Here are my results and keep in mind the exact numbers will vary.

Rehearsal ------------------------------------------------
the << koan: resue the string, allow it to grow...
0.120000   0.010000   0.130000 (  0.115071)
the += koan: create new string, allow them to grow...
88.810000  18.830000 107.640000 (108.567973)
---------------------------------------------------------- total: 107.770000sec

user     system      total        real
the << koan: resue the string, allow it to grow...
0.100000   0.000000   0.100000 (  0.109513)
the += koan: create new string, allow them to grow...
88.760000  18.830000 107.590000 (108.333785)

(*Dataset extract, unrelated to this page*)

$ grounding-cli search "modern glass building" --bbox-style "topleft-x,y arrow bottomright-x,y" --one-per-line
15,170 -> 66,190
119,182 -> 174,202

Pretty cool stuff! The difference comes with the way that memory is managed in the C based versions of MRI (Matz' Ruby Interpreter). If you'll remember back or think of for the first time to the days of memory management there are 2 places where we can store our data in memory. On the stack or on the heap. In ruby, Strings are always allocated as "Reference Types" which loosely means that they store their values on the heap. Ruby's garbage collector (again, there are variations here depending on MRI versions) is pretty lazy so by constantly allocating memory without reclaiming it using the += operator causes unused memory to collect and slow down processing. Whereas the << example is simply mutating the string until it is full at which time is gets another block from the heap to continue growing. The Reference counts stay small, the memory stays specific and we're only using what we need to perform the task at hand.

So why would you use += rather than << if it's soooooo much faster? Well, that's a another post for another day! Until then, just remember, even though there are many ways to accomplish the same task in Ruby, they are not all created equal. If you run into performance bottlenecks, sometimes just knowing what's happening behind the scenes can help you make better choices for your application.